生まれたときから一緒に暮らしてきた親兄弟じゃないから、
お互い全てを知り尽くしてるわけでもない。
だから、疑うなって言うことの方が難しいかもしれないけど……
でも、だからこそ、信じることが大切なんだよ。
それができなければ、ただの他人同士と同じだよ?」

自分に足りなかった物。
それは……愛する人を信頼する心。
自分が選んだ人だから、愛する人なんだから…
何があっても信じてあげなければならなかったのだ。
いつしか、眞妃は大粒の涙をこぼしていた。

「…君とハリーちゃんの間に、何があったかなんて俺は詳しくは知らない。
……でもね、俺は君ほどハリーちゃんのこと知らないし……勝手な解釈かも知れないけど、
俺は、ハリーちゃんが浮気をするようないい加減な男には見えないんだ。
普段はああやって冗談ぽく振る舞ってるけど…
心の中では、今も変わらず君だけを好きでいると思うよ。
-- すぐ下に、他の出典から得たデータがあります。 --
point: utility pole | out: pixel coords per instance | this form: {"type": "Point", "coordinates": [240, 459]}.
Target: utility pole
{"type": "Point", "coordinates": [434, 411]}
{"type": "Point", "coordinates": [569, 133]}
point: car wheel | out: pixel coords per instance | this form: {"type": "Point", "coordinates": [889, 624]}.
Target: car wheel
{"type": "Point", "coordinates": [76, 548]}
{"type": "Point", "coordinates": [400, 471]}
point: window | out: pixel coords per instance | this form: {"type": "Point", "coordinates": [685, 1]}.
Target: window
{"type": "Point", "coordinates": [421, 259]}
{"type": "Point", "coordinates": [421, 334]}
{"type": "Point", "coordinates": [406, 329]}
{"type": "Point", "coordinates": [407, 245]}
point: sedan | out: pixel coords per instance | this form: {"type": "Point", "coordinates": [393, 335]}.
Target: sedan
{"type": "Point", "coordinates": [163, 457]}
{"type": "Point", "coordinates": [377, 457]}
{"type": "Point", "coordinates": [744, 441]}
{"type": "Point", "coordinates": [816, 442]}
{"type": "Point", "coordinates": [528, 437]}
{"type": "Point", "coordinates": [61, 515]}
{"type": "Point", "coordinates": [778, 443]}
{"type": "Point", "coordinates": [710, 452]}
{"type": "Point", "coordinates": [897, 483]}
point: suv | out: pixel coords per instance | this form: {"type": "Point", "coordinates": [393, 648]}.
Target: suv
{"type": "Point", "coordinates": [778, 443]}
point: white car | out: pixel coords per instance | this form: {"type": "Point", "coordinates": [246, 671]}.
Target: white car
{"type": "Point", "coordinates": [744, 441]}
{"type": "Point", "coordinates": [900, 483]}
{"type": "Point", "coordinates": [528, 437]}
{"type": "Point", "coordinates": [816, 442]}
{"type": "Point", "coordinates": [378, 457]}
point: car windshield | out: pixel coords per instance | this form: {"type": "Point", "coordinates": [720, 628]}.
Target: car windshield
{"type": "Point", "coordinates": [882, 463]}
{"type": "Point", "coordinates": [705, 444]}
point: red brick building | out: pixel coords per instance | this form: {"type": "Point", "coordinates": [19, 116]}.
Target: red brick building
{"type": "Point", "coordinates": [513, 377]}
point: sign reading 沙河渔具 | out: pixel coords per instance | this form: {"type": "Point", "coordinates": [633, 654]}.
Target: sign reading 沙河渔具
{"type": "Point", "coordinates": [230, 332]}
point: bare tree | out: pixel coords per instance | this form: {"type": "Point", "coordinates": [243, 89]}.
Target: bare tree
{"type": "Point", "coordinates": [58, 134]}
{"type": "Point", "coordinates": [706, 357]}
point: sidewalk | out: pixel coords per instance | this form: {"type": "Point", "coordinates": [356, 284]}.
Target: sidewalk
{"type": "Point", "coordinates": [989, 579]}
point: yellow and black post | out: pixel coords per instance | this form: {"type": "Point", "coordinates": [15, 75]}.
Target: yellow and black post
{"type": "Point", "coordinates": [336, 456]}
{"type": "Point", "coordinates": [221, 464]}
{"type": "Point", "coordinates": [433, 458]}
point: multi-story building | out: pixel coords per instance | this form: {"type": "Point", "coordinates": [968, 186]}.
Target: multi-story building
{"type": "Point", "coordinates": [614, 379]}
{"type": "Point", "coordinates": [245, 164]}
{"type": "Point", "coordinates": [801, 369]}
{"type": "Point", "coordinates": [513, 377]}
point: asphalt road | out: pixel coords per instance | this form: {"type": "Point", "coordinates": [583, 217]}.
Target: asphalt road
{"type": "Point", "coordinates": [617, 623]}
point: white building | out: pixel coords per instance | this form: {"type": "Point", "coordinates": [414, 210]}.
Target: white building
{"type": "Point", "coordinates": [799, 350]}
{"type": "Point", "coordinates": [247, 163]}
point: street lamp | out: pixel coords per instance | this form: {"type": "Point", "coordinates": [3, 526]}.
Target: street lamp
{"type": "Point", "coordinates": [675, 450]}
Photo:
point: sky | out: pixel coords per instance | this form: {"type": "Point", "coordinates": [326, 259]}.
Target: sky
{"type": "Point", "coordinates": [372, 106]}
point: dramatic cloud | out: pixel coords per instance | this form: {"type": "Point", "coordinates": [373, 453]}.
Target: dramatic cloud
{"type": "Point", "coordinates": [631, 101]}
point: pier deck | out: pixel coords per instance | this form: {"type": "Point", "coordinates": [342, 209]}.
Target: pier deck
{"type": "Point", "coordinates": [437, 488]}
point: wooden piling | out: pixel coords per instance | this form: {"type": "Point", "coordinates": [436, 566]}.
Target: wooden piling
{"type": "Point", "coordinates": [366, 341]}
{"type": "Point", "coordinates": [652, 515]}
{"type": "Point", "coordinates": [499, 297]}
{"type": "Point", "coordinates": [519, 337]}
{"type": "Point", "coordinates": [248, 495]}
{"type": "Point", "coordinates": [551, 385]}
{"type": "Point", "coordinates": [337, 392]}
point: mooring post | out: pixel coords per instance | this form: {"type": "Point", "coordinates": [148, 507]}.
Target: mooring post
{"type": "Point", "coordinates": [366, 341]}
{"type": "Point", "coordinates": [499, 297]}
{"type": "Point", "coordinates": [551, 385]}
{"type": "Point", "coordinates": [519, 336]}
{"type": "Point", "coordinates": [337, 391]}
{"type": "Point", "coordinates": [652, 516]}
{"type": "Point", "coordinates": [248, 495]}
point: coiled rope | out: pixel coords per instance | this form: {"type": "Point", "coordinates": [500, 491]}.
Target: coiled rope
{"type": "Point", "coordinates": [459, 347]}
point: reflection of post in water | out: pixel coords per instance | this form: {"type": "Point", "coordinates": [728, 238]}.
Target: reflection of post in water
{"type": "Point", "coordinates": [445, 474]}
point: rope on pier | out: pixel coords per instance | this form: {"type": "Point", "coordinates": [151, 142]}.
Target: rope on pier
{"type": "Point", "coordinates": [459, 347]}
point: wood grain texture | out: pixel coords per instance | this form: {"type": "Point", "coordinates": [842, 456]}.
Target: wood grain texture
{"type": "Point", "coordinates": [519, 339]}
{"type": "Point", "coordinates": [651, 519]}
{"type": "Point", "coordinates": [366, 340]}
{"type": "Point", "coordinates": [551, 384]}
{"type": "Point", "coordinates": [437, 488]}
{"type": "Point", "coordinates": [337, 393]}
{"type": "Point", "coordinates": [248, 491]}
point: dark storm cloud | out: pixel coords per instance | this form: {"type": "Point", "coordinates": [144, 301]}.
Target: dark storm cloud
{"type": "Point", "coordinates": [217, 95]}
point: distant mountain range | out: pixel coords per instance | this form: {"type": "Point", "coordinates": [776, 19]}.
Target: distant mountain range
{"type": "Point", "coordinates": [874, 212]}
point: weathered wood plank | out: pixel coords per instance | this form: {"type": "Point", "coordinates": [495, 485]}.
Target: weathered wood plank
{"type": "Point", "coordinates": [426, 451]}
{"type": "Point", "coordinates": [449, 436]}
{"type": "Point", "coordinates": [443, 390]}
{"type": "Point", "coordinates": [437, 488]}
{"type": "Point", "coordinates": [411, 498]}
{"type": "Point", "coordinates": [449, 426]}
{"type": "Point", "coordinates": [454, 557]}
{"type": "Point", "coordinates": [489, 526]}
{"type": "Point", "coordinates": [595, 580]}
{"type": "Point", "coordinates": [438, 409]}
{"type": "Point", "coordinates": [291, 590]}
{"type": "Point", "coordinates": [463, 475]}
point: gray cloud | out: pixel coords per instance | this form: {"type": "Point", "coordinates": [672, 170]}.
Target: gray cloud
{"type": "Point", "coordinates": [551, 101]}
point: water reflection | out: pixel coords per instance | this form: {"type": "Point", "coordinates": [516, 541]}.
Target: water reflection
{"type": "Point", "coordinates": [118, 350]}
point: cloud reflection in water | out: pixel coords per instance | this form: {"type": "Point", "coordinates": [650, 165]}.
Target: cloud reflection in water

」

「で…でも……あき………相原さんは…イギリスに帰れて嬉しい、
私に殴られずに済むから嬉しい、って…言って…」

「それは君に少しでも寂しい思いをさせたくないから、そう言ったんだよ」
そう優しく言うと、悟史は眞妃の涙をハンカチで拭ってあげる。
「実を言うとね、俺は…まあハリーちゃんの上司だから、
ハリーちゃんが辞めようとしてたことはだいぶ前から知ってたんだ。けど…
4月に退職届が出される前に……ハリーちゃんはね、
実家の紅茶農園を継いでくれる親戚縁者を一生懸命に探し回っていたんだよ。
本来は長男の自分が継がなきゃいけないのにね。
でもそれだけ日本を離れたくなかったんだろうね………」

悟史の優しい言葉に、眞妃はもう話すことすらできないほど、泣いた。
自分は…なんて心の狭い、醜い人間なんだろう。
そんな自分が悔しくて、憎らしくてたまらなくなった。

「もう遅いし、今日は帰ろうね。送っていくよ。
あ、机を片づけないといけないねぇ。手伝うよ。」

悟史は、涙の止まらない眞妃の頭を優しく撫でると、
彼女の机の上に散らばる書類をまとめ始めた。